Nancy and Heath met online in October 2017. About a month or two later, Nancy left her job in Boston, took a remote freelance position, and traveled to Australia to see Heath. Upon her arrival, Heath gave her a debit card with $7,000 and told her she could use it to go home at any time. Heath and Nancy lived in separate residences. Not much later, Heath proposed, Nancy accepted, they moved in together, and Nancy got pregnant. The couple had a tumultuous marriage, with Heath making various physical threats against Nancy. They maintained their relationship, nonetheless, and in June 2018, Heath sponsored Nancy’s Permanent Partner Visa, and Nancy was linked to Heath’s Australian bank account. Nancy, however, maintained her accounts in the U.S., continued to pay U.S. taxes, and maintained a mailing address.
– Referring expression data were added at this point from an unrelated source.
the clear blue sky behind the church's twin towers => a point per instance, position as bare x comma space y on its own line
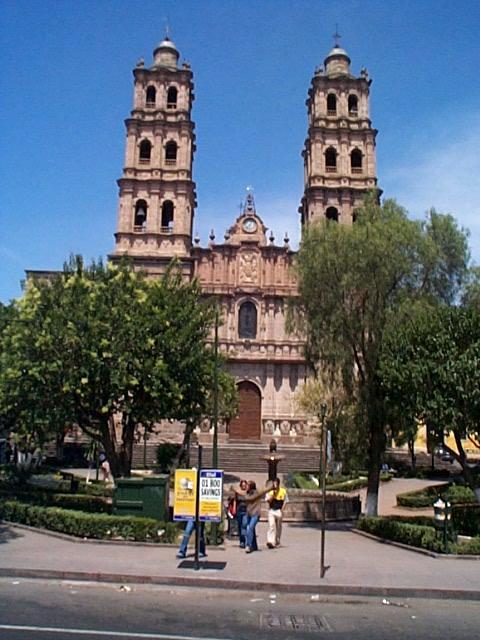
67, 85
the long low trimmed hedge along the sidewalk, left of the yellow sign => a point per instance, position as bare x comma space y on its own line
98, 526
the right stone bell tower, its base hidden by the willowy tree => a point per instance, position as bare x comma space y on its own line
339, 153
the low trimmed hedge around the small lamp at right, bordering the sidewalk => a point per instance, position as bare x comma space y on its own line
415, 535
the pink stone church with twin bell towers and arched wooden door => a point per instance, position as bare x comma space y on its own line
249, 274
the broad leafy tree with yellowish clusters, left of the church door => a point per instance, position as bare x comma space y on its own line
107, 349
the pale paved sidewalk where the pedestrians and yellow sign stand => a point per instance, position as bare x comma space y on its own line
358, 565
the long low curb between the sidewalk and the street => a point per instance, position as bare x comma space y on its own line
216, 583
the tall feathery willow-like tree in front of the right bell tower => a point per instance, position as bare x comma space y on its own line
354, 281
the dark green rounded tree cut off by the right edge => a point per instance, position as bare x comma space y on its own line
430, 368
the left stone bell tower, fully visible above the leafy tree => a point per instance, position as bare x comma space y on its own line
157, 192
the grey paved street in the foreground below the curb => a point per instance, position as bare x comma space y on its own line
37, 610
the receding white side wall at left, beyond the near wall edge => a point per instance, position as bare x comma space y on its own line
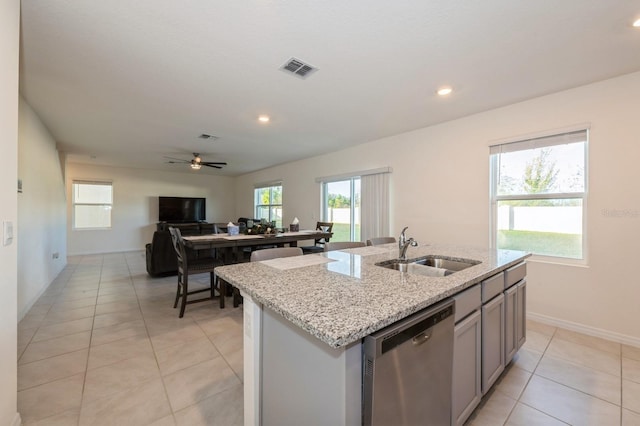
41, 209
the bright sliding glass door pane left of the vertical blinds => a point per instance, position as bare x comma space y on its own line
341, 203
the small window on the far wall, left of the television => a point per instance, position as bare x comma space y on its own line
92, 203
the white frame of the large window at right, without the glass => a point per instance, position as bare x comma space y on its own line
495, 198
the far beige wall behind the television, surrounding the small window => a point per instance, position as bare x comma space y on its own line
135, 204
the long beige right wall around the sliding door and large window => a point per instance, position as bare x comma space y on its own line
440, 189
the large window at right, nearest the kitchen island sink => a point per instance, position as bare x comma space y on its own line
538, 195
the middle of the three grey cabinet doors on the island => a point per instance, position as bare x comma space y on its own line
492, 341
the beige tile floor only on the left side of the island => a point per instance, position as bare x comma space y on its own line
104, 346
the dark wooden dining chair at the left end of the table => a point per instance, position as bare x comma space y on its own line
188, 267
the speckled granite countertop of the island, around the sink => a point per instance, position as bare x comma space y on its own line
342, 296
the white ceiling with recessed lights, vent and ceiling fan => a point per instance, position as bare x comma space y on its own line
126, 83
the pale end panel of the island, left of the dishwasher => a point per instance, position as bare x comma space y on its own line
292, 378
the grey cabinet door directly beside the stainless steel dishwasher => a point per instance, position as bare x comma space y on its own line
466, 388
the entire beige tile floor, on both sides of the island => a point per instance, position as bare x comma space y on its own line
103, 346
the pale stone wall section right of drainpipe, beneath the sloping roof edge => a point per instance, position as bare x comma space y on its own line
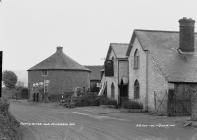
156, 84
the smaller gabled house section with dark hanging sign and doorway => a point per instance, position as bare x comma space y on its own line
116, 72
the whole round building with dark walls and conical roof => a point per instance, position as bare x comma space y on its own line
58, 74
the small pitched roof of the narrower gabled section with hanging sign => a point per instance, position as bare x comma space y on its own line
119, 49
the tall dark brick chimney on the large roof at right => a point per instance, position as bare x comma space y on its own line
186, 35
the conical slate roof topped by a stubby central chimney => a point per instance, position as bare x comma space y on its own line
59, 61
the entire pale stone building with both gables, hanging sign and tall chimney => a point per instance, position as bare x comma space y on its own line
157, 69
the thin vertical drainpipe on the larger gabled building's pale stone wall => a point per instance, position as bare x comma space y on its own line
147, 83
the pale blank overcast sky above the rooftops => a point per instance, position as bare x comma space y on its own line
30, 30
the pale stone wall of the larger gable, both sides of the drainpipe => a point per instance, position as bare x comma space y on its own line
150, 81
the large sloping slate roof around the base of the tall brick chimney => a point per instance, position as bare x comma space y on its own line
162, 47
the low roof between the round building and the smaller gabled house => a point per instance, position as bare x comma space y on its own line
95, 72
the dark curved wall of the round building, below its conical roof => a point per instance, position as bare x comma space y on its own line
60, 80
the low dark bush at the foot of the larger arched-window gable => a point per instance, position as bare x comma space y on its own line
132, 105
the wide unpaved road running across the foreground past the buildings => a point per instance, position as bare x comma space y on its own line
52, 122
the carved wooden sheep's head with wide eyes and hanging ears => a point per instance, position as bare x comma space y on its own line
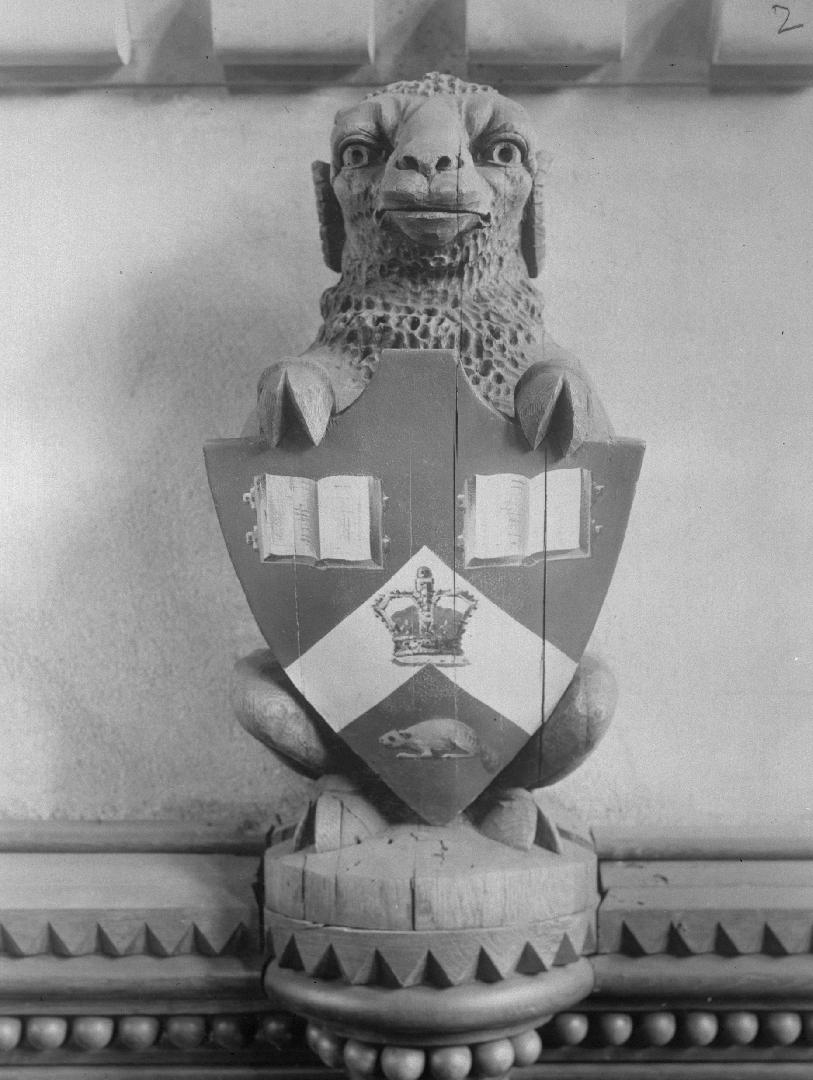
438, 171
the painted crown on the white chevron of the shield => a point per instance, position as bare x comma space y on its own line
428, 624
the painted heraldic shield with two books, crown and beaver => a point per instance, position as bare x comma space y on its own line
428, 583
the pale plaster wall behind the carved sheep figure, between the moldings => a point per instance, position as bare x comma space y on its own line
157, 253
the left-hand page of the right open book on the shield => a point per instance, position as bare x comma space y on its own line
500, 508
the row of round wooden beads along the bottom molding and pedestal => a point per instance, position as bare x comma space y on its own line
613, 1031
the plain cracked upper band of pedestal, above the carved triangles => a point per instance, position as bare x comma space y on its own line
423, 880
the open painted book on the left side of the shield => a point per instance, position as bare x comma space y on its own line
335, 521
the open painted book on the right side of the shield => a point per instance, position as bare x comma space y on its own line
511, 520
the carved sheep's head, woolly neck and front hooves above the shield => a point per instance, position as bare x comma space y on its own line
431, 211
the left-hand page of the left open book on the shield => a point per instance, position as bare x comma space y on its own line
288, 518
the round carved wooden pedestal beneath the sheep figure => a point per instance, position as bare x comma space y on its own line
429, 950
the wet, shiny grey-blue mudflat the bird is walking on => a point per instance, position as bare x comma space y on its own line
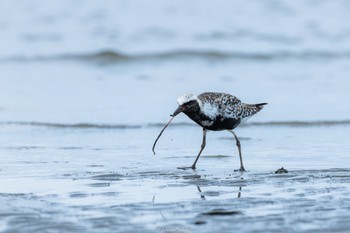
112, 184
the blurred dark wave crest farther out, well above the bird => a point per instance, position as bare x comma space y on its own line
113, 57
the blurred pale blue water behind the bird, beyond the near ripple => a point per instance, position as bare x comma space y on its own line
109, 62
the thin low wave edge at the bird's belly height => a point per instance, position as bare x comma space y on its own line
180, 124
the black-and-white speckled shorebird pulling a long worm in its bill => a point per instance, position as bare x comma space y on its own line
214, 111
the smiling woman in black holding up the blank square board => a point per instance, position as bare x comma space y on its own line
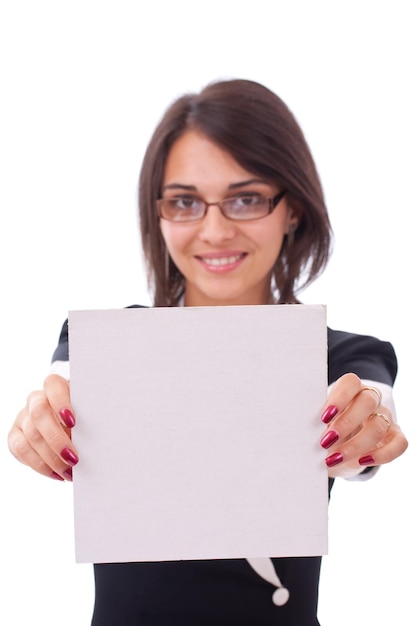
231, 213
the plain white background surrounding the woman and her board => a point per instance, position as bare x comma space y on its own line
82, 86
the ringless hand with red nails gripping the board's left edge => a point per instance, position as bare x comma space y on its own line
41, 434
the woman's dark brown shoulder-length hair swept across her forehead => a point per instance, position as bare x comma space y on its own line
256, 127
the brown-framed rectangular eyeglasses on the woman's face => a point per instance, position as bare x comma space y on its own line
244, 206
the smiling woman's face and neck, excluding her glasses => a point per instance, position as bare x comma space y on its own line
224, 262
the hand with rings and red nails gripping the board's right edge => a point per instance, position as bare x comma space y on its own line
360, 430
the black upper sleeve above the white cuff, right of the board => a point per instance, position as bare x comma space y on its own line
368, 357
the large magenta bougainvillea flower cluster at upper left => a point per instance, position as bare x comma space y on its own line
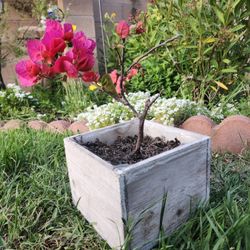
49, 56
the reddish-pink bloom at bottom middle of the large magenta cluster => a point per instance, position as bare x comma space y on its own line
64, 65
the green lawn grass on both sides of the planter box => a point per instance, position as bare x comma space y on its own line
36, 210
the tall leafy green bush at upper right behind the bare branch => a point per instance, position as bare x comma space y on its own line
211, 56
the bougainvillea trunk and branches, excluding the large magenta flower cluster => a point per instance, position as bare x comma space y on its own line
115, 83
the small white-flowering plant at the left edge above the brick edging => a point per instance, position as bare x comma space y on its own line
14, 102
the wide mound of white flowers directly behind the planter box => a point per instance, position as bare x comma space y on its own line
168, 111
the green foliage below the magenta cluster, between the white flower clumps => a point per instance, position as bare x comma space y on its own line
59, 99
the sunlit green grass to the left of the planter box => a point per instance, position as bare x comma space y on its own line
36, 211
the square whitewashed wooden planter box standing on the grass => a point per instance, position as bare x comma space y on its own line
106, 194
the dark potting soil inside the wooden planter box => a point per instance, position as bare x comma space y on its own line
120, 151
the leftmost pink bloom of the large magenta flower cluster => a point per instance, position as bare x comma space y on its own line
28, 73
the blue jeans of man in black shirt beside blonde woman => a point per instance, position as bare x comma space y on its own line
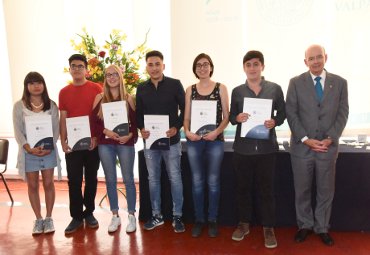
172, 160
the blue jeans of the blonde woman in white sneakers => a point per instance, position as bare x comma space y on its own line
126, 155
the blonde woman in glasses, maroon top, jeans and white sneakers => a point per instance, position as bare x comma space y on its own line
111, 146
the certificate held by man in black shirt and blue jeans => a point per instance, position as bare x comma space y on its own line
157, 125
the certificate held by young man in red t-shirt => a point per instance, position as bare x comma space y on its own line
78, 133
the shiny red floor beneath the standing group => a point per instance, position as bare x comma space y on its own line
16, 225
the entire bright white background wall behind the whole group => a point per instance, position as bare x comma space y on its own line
35, 35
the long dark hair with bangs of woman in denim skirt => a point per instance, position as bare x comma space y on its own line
35, 77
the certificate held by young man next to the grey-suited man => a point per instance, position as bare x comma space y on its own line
259, 110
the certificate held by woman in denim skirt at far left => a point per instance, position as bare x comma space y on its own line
39, 131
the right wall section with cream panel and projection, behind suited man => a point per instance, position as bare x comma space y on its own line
282, 30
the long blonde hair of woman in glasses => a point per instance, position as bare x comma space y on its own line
107, 95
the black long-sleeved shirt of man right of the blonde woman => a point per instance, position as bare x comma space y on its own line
167, 99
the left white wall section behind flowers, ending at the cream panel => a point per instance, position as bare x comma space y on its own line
38, 35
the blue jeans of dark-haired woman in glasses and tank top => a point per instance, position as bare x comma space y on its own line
205, 158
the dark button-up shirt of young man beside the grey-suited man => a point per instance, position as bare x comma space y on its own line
269, 90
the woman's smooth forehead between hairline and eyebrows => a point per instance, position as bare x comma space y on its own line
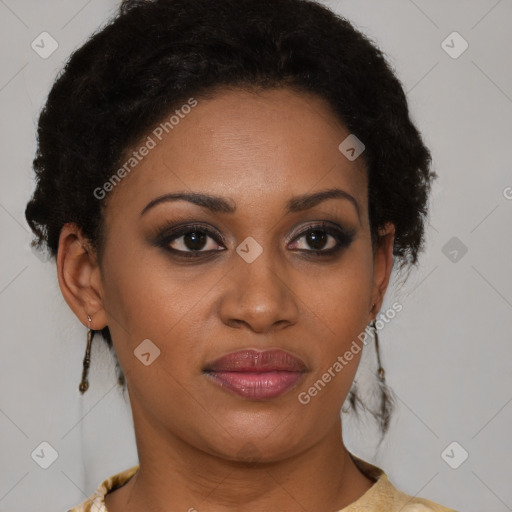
258, 148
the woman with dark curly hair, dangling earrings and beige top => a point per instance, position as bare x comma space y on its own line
225, 186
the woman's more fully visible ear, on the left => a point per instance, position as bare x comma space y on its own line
79, 277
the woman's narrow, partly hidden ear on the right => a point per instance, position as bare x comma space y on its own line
382, 266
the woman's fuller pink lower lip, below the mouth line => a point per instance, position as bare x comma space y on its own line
256, 385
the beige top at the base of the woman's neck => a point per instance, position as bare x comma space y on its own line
381, 497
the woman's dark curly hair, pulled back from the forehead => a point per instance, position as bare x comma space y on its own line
153, 55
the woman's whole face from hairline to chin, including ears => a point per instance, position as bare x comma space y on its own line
262, 268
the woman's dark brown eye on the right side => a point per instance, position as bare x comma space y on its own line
317, 237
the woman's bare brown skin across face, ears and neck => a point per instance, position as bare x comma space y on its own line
195, 439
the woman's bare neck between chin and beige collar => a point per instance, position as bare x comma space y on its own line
173, 475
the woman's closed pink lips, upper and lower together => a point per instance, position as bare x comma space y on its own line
255, 374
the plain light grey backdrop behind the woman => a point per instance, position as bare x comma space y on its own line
447, 354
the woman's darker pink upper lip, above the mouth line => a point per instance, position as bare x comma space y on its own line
252, 360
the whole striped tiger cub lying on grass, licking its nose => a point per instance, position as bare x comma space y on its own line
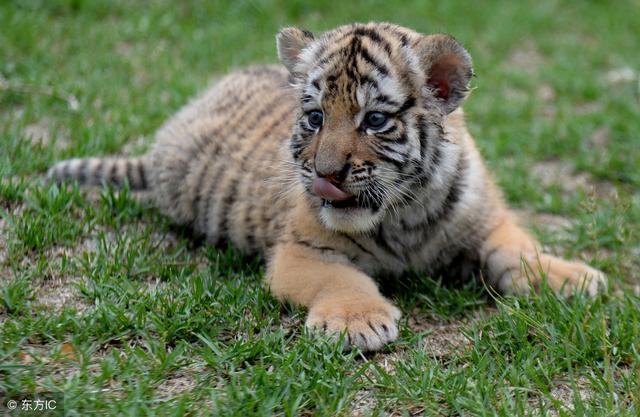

Nancy got an Australian drivers license, they signed a 12-month lease, and they discussed staying in Australia for ten years. They started marriage counseling.
JD was born on November 4, 2018. Three days later, Heath and Nancy got into an argument, and Heath told Nancy to leave their apartment, threatening to take JD to Western Australia. The police were called. For the next three months, Nancy, her mother, and JD moved between rentals and other temporary housing. The last day Heath and Nancy lived together was November 7, 2018. Later in November, Heath and Nancy exchanged various emails, and Nancy retained counsel to pursue child support. Her counsel wrote to Heath expressing Nancy’s desire to return to Michigan with JD. In early 2019, shortly after he sued Nancy for custody, Heath moved three hours away from Nancy in Australia. The two continued their exchanges, and Heath eventually signed JD’s Australian passport application, dismissed his custody suit, and wrote Nancy an email that said, “You are free to go home now. … I want the best for you and [JD] and if that is back in America with your folks, you have my blessing! …” Heath then signed a letter authorizing JD to travel with Nancy to the U.S. Nancy unilaterally withdrew her Permanent Partner Visa application.
On February 13, 2019, Nancy and JD flew to the United States, and started living with Nancy’s parents in Michigan. Heath traveled to Michigan in August. Nancy filed for divorce a month later. Heath was served in Australia in October. Heath filed his petition for return of JD on May 14, 2020. Nancy sought summary judgment, arguing that the United States, not Australia, was JD’s habitual residence. Heath alleged that Nancy wrongfully retained Heath as of October 3, 2019. (He later sought to amend his Complaint to May 14, 2019, but the district court denied his motion to amend.) The district court agreed that the U.S. was JD’s habitual residence, citing to Monasky.